Zuerst fand ich in unserer Nähe einen homöopathisch tätigen Tierarzt, der den Juckreiz mit Naturheilmitteln unterdrücken konnte. Dann lud mich eine Freundin zu einem Einführungsseminar in "Naturnahe Ernährung für Hunde" bei Frau Rahrig-Wolter hier in Mellendorf ein. Was wir an diesem Abend hörten und lernten, leuchtete uns sofort ein. Der Hund als Nachfahre des Wolfes ist ein Rohfresser. Und wir Menschen geben unseren Lieblingen abgekochtes und mit unnötigen Zusatzstoffen angereichertes Futter in den Napf. Ich habe mir daraufhin das Buch über "Naturnahe Ernährung für Hunde" von Birgit Frost (Emu-Verlag, ca. 9 €) besorgt und die Ernährung meiner Dackelbande sofort umgestellt. Zuerst haben mich die Drei etwas seltsam angesehen: "Was soll denn das sein?!" Aber probiert haben sie es doch. Und siehe da, es schmeckte ihnen.

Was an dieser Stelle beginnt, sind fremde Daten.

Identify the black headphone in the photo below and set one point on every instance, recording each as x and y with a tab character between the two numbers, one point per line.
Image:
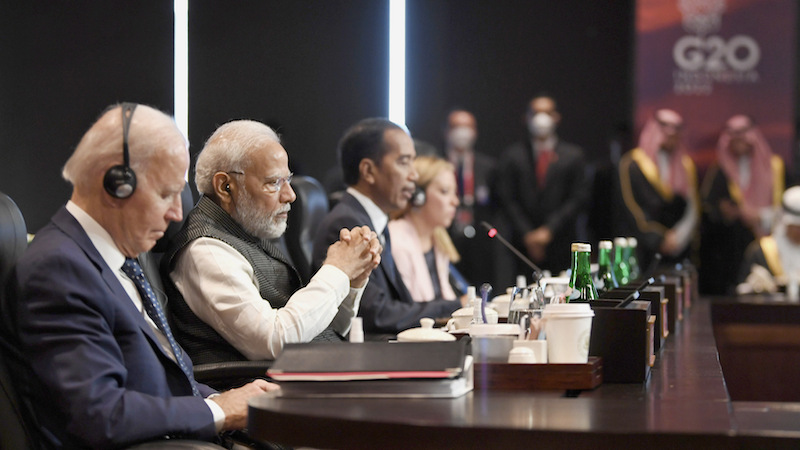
418	197
120	180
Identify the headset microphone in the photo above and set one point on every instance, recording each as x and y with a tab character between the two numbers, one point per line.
418	197
120	180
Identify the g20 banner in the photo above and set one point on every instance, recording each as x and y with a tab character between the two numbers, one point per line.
711	59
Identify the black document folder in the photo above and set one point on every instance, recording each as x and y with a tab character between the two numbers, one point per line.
369	361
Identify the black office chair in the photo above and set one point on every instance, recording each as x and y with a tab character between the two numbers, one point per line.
305	216
17	433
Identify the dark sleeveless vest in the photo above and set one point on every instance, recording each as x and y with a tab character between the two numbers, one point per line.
277	281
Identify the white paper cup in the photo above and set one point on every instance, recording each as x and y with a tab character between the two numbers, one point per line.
491	343
568	327
538	347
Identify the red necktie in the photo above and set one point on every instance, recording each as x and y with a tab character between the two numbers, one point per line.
545	156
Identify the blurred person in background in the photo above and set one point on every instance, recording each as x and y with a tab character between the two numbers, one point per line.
427	251
774	260
741	193
474	173
659	189
542	188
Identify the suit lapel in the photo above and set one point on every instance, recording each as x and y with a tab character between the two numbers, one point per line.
70	226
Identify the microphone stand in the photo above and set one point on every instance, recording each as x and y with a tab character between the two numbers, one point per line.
493	233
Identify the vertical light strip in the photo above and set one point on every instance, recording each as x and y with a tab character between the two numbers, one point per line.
181	83
397	61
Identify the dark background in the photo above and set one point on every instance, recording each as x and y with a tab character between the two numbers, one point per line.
309	68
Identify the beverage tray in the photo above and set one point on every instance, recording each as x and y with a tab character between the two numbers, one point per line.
536	377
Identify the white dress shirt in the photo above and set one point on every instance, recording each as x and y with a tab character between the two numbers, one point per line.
220	287
111	255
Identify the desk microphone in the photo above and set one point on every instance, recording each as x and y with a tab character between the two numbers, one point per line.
492	231
636	293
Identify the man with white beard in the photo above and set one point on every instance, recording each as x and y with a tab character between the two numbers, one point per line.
232	294
542	186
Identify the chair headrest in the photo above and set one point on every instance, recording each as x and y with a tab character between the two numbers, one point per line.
187	202
13	234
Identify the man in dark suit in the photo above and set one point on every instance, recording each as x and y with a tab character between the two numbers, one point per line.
105	370
377	162
542	188
475	178
233	295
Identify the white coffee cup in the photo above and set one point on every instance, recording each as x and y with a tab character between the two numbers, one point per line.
462	318
568	327
521	355
501	304
538	347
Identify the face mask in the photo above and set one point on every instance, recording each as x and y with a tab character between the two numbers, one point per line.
542	124
461	137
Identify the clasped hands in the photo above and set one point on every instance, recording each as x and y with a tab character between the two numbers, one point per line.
356	253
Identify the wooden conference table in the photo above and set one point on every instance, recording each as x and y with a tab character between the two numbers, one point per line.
683	405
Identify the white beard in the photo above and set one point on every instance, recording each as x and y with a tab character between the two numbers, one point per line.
261	225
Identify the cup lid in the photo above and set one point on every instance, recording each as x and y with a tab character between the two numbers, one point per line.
426	333
467	311
496	329
581	247
567	310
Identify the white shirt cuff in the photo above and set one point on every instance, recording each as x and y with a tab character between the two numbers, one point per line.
217	412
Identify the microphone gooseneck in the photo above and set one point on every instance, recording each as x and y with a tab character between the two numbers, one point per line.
492	232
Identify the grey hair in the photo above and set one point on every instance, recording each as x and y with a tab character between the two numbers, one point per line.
229	150
101	147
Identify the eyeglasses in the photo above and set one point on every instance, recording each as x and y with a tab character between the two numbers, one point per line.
274	186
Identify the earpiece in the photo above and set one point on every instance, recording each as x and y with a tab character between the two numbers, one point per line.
418	198
120	180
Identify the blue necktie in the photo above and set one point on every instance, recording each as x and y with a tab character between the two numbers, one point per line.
154	310
387	261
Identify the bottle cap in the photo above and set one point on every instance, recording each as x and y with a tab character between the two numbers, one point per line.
356	330
581	247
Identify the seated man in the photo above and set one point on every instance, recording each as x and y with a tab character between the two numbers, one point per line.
232	294
773	260
105	371
377	161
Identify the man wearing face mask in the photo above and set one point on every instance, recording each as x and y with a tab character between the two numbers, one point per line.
659	188
542	188
474	174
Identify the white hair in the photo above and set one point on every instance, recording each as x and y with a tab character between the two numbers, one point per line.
229	150
101	147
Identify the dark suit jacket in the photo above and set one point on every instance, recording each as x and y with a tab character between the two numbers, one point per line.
100	378
386	307
556	205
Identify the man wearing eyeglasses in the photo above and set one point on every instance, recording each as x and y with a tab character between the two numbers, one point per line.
232	294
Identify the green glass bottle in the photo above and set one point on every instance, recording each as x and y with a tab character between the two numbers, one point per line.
633	262
581	286
606	280
621	268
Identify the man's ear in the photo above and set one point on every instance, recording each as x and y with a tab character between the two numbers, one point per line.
224	187
366	170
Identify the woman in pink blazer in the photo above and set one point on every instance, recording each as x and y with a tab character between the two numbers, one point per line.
421	247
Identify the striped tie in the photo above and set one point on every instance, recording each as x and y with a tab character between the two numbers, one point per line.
154	310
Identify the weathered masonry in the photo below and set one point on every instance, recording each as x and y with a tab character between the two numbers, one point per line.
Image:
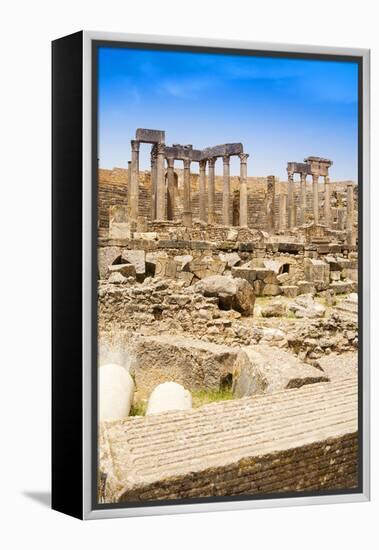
265	444
160	153
189	192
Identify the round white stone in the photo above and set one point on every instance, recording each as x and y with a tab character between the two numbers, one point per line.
169	396
116	389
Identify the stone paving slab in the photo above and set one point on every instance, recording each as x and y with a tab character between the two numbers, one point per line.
293	440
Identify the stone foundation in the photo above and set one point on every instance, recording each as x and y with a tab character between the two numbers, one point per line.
261	445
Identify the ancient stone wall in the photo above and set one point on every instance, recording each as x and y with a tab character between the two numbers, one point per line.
112	189
265	444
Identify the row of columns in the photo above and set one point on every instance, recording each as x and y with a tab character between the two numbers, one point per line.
158	191
287	207
291	215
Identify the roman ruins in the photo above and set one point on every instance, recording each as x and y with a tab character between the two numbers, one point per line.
231	303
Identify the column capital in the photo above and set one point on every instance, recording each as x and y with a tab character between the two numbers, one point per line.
135	145
153	153
161	148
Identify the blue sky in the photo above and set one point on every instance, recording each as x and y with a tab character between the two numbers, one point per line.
280	109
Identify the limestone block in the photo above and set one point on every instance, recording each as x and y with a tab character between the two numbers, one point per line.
117	278
232	235
241	292
291	291
247	273
288	441
169	396
160	264
305	287
274	336
271	290
258	287
335	275
116	389
127	270
206	266
231	258
146	235
274	309
183	262
119	230
342	287
135	257
194	363
316	271
106	255
306	306
119	226
283	278
264	369
185	276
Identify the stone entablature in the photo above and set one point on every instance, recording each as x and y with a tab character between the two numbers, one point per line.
162	203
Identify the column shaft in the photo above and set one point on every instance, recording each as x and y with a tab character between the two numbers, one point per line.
202	191
270	204
187	213
327	212
282	212
170	189
211	190
134	180
243	189
153	162
160	195
129	185
315	198
303	197
291	202
226	190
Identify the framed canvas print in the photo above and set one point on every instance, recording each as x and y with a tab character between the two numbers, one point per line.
210	275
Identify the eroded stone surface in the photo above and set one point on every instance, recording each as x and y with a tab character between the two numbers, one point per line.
235	293
261	444
264	369
169	396
194	363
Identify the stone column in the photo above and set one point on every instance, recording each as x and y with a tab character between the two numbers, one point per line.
303	197
170	188
282	212
350	207
243	189
211	190
315	197
270	204
202	191
153	162
327	211
291	202
226	190
351	239
134	180
160	196
129	190
187	213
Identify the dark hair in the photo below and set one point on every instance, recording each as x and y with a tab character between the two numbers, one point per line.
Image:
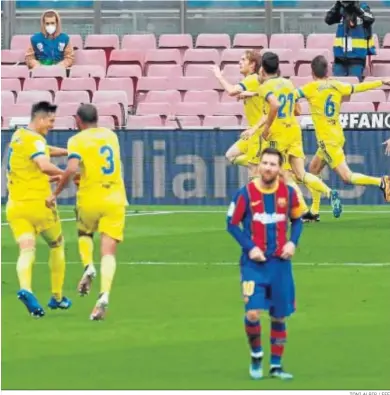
43	107
87	113
319	66
270	62
274	152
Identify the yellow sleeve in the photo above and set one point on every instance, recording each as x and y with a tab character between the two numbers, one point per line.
74	149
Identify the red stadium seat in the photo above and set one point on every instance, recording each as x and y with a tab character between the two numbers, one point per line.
357	107
189	121
255	41
208	96
315	41
65	123
21	41
76	41
34	96
21	72
218	41
144	121
165	70
168	96
72	97
288	41
11	84
142	42
40	84
84	71
91	57
227	121
117	84
12	56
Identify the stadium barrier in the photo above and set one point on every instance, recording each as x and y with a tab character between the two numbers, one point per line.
188	167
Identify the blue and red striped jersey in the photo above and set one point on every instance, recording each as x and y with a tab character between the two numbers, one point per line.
261	218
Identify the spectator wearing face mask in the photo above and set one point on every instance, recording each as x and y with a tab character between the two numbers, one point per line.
50	46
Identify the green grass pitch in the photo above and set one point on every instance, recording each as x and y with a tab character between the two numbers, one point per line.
176	316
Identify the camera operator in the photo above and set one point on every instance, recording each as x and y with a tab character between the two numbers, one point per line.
354	40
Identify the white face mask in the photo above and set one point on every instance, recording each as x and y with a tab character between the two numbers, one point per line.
51	29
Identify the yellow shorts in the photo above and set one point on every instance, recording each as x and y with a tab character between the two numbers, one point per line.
332	154
33	217
107	218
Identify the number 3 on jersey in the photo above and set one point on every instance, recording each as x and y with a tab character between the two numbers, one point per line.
108	153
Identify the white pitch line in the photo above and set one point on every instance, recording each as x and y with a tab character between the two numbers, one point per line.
156	263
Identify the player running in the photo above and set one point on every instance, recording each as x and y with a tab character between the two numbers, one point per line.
29	170
324	96
282	130
264	208
101	199
245	151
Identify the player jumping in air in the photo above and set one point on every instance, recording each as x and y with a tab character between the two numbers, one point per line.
324	96
282	130
29	170
101	199
263	208
245	151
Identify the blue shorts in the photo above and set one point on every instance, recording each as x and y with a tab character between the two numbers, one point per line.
268	286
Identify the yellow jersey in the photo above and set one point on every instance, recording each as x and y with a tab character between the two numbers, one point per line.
325	97
284	91
100	165
25	180
253	106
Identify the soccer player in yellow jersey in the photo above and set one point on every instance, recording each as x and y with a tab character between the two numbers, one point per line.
245	151
101	199
325	96
29	170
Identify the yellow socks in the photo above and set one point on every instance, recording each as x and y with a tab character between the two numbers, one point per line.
57	268
362	179
24	268
107	271
86	250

Inzwischen freuen sie sich so dermaßen auf ihr Futter, daß sie einen Affentanz aufführen, sobald die Küchenmaschine losgeht. Es gibt jetzt jeden Tag etwas Abwechslung und das scheint meiner Rasselbande ganz besonders gut zu gefallen. Mal gibt es Geflügel, mal Rind oder Fisch. Wenn kein Apfel vorrätig ist, nehme ich eben eine Birne oder Kiwi. Heute gibt´s Körner, morgen Reis oder oder oder. Die Zubereitung dauert nicht viel länger als das Öffnen einer Dose. Zum Füllen von drei Dackelnäpfen benötige ich nur noch 10 min. Alles was man braucht steht in der Küche griffbereit. Keine Angst, wenn die ersten Häufchen etwas schleimig aussehen. Irgendwie muß der Hundekörper ja die Giftstoffe loswerden, die er über Jahre der Fertigfuttermahlzeiten gespeichert hat.

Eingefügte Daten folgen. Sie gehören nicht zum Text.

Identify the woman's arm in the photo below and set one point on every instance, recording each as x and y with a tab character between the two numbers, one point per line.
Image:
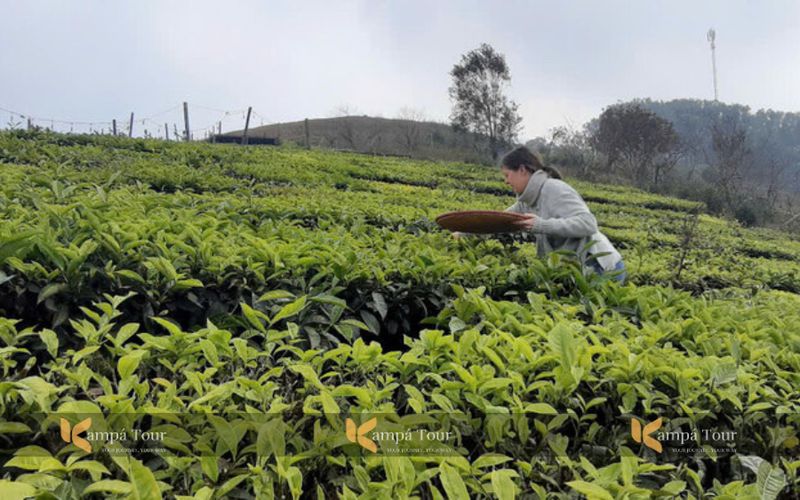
572	217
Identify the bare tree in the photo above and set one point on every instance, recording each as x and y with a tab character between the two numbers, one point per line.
637	140
731	150
346	130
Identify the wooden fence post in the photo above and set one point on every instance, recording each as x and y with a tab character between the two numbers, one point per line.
186	119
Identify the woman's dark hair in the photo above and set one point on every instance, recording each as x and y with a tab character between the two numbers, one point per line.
522	157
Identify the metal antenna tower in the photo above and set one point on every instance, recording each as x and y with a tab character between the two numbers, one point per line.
712	35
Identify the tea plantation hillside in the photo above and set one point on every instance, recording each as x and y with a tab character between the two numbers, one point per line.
210	321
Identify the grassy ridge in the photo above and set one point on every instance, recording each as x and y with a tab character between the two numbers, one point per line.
141	277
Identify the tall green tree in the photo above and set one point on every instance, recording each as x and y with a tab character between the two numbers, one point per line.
480	104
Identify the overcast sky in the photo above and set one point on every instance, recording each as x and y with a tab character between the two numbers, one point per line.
93	60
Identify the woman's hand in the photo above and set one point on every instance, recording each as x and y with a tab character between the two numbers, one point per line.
527	223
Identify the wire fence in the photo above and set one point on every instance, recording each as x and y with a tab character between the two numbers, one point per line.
170	124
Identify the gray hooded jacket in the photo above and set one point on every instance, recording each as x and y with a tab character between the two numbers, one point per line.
563	221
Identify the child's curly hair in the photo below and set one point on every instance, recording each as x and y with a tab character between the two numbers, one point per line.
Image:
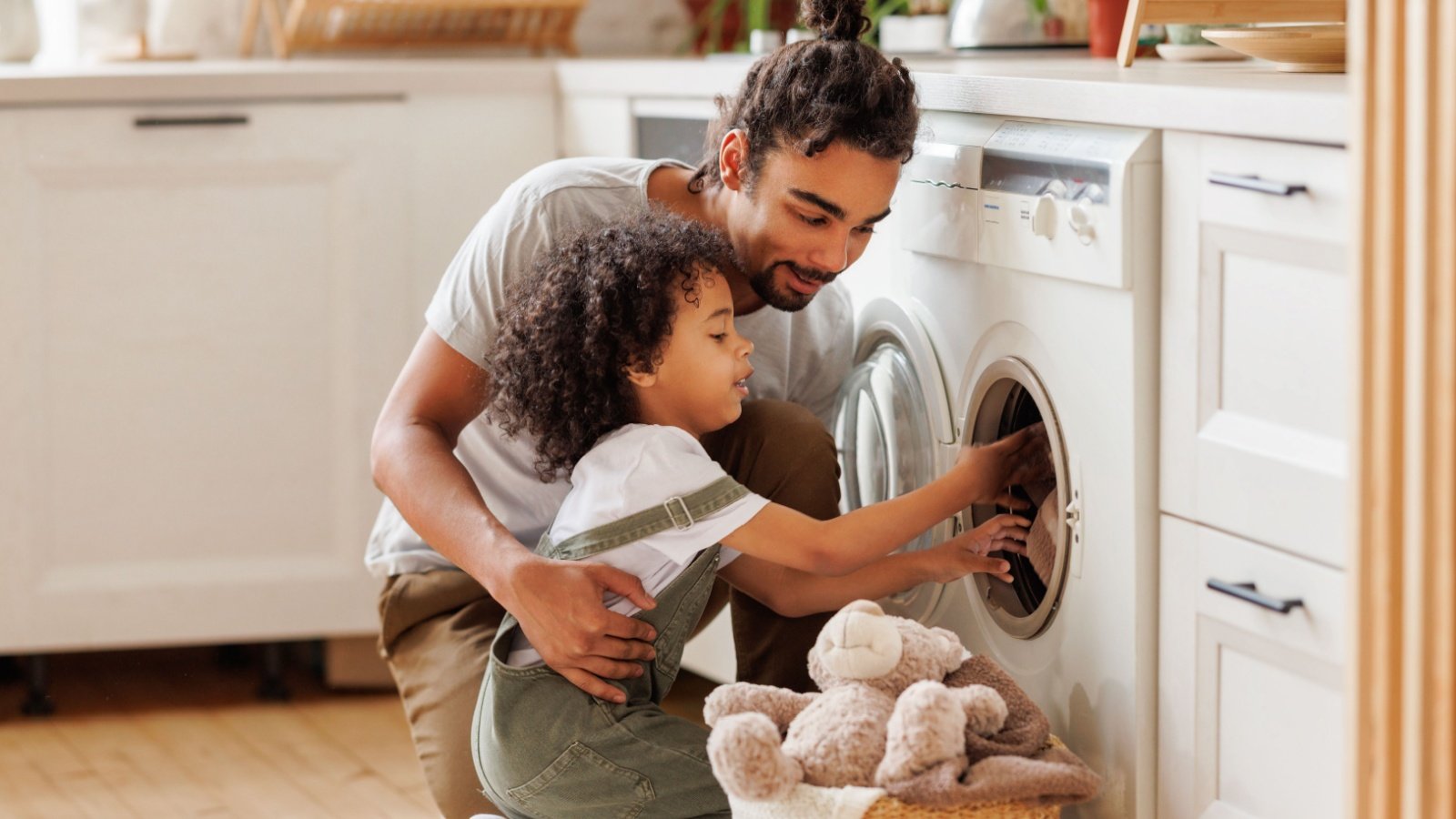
593	307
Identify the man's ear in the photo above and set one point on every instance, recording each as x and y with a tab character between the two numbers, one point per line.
733	159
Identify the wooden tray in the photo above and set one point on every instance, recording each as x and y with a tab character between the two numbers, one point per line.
1216	12
1293	48
335	25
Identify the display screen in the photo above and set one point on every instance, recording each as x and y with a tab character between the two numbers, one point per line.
1033	175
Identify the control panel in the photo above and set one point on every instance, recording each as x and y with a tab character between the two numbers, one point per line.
1047	197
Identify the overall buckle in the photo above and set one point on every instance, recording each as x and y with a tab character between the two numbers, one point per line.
684	513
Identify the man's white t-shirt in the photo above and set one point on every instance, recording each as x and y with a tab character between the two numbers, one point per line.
632	470
800	358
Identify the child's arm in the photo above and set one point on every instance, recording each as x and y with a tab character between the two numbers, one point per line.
848	542
793	592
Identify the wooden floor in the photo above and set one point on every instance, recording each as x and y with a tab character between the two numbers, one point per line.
177	733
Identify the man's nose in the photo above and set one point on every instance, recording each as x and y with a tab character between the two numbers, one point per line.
832	256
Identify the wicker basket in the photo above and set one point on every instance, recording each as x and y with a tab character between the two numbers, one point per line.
335	25
892	807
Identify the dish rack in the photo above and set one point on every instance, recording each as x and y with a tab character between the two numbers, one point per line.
339	25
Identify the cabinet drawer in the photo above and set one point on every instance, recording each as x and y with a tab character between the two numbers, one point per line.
1251	702
1292	189
1257	334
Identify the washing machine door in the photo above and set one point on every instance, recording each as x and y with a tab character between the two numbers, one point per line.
895	430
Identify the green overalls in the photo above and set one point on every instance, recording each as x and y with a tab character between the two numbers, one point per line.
546	749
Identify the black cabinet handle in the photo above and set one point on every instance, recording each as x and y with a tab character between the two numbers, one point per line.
189	121
1251	593
1257	184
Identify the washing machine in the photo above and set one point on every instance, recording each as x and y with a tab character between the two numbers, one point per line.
1018	283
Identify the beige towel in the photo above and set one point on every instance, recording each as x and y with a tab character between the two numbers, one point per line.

"Edgar" geht´s wieder gut und trotz seines angeborenen Herzfehlers ist der inzwischen alte Herr (geboren 1997) fit und agil. Er benötigt noch keine Herzmedikamente und spielt täglich Ball bis zum Abwinken.
So ganz nebenbei sind die Zähne der drei wieder fast ohne Zahnbelag. Auch ohne Zähneputzen oder den Einsatz eines Tierarztes. Außerdem riechen sie nicht mehr so stark nach Hund und ihr Mundgeruch ist angenehmer.